FIG. 2A is an enlarged view of the upstream end of the substrate of the present invention, and FIG. 2B is an enlarged view of the downstream end of the substrate.
3A is an enlarged view of an upstream end of a substrate having a configuration different from that of the present invention, and FIG. 3B is an enlarged view of a downstream end of the substrate having a configuration different from that of the present invention.
FIG. 4A is an end view of a formed body of a honeycomb structure prepared for manufacturing the base material of the present invention, and FIG. 4B is a longitudinal sectional view of the formed body.
5A is a plan view of a molding tool used in the substrate manufacturing method of the present invention, and FIG. 5B is a perspective view of the molding tool.
FIG. 6 is a view used for explaining the base material manufacturing method of the present invention, and is a view showing an end face of a molded body.
FIG. 7A is a diagram showing a former molding instrument pressing step in the substrate manufacturing method of the present invention, and FIG. 7B is a diagram showing a subsequent molding instrument pressing step.
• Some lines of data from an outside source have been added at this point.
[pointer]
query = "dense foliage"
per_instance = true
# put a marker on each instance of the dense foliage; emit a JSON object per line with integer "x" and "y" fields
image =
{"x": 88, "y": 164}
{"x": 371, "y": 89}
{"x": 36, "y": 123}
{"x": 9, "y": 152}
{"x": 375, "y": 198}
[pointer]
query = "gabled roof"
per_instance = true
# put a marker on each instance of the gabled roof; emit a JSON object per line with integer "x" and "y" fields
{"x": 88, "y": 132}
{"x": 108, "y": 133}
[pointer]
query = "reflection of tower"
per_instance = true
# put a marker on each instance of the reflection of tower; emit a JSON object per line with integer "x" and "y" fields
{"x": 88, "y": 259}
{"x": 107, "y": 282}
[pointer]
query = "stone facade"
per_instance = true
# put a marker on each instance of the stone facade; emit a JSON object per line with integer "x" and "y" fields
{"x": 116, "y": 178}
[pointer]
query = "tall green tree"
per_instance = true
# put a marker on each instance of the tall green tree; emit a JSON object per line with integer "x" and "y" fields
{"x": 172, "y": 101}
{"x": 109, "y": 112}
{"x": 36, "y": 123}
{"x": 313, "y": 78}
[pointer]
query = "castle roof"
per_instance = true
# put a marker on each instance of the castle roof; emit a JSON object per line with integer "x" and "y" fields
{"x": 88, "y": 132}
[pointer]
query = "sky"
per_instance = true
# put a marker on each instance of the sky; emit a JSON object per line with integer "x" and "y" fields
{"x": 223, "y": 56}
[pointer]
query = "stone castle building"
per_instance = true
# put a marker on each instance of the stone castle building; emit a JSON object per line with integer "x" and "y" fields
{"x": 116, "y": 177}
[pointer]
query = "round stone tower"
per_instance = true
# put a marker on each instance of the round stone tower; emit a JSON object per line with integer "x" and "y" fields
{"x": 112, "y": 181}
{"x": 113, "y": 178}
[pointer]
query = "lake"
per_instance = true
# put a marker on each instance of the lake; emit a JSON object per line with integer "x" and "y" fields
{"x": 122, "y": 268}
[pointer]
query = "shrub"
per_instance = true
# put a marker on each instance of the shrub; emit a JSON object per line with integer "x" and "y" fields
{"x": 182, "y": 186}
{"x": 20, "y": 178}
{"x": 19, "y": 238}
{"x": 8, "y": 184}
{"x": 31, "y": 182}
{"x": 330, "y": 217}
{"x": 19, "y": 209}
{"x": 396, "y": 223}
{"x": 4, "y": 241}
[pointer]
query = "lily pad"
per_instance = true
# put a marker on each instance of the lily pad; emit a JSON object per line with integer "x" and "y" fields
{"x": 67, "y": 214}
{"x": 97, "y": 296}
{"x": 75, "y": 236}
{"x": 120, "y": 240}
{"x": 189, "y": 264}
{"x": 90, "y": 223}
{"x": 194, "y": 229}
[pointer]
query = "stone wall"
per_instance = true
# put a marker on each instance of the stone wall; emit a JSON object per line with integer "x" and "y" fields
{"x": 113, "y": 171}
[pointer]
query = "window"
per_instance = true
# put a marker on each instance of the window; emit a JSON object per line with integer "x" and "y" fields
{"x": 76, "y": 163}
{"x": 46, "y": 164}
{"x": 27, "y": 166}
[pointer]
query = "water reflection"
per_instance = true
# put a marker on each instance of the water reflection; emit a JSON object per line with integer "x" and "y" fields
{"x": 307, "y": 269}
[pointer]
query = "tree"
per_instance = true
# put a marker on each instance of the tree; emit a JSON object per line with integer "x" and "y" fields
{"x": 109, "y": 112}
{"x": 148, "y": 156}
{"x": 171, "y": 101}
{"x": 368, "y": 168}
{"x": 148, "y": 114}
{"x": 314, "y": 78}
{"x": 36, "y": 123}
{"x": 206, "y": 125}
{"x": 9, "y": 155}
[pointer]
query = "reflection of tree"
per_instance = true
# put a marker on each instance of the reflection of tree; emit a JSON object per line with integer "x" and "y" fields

8A is a diagram showing a former molding tool pressing step in a base material manufacturing method different from the present invention, and FIG. 8B is a diagram showing a subsequent molding tool pressing step.
[Explanation of symbols]
DESCRIPTION OF SYMBOLS 1 ... Base material 2 ... Partition 3, 4 ... Passage 5, 6 ... Tapered wall 7 ... Molding tool 8 ... Protrusion 10 ... Molded object

Claims (2)

A base material having a plurality of passages defined by partition walls, the base material being used as an exhaust purification material for purifying components in exhaust gas discharged from a combustion chamber of an internal combustion engine. A method of manufacturing using a molding tool having a working area smaller than the area of an end face and having a plurality of projections, wherein each projection is inserted into a passage adjacent to the passage to be closed. The pressing step of pressing the molding tool against the end face of the base material, and pressing the molding tool against the end face of the base material. In the method of manufacturing the base material by performing a plurality of times while shifting, the molding tool is pressed against a predetermined region of the end face of the base material in the first pressing step, and a part of the molding tool is used in the remaining pressing steps. Protrusion Manufacturing method characterized by forming tool on the end face of the substrate as previously projections in the previous pressing step is inserted into the inserted passage is pressed. In each of the remaining pressing steps, a part of the projection of the molding tool is inserted into the passage in which the molding tool has already been inserted in the previous pressing step and in the vicinity of the boundary line of the area where the molding tool has already been pressed. The manufacturing method according to claim 1, wherein the forming tool is pressed against the end face of the base material.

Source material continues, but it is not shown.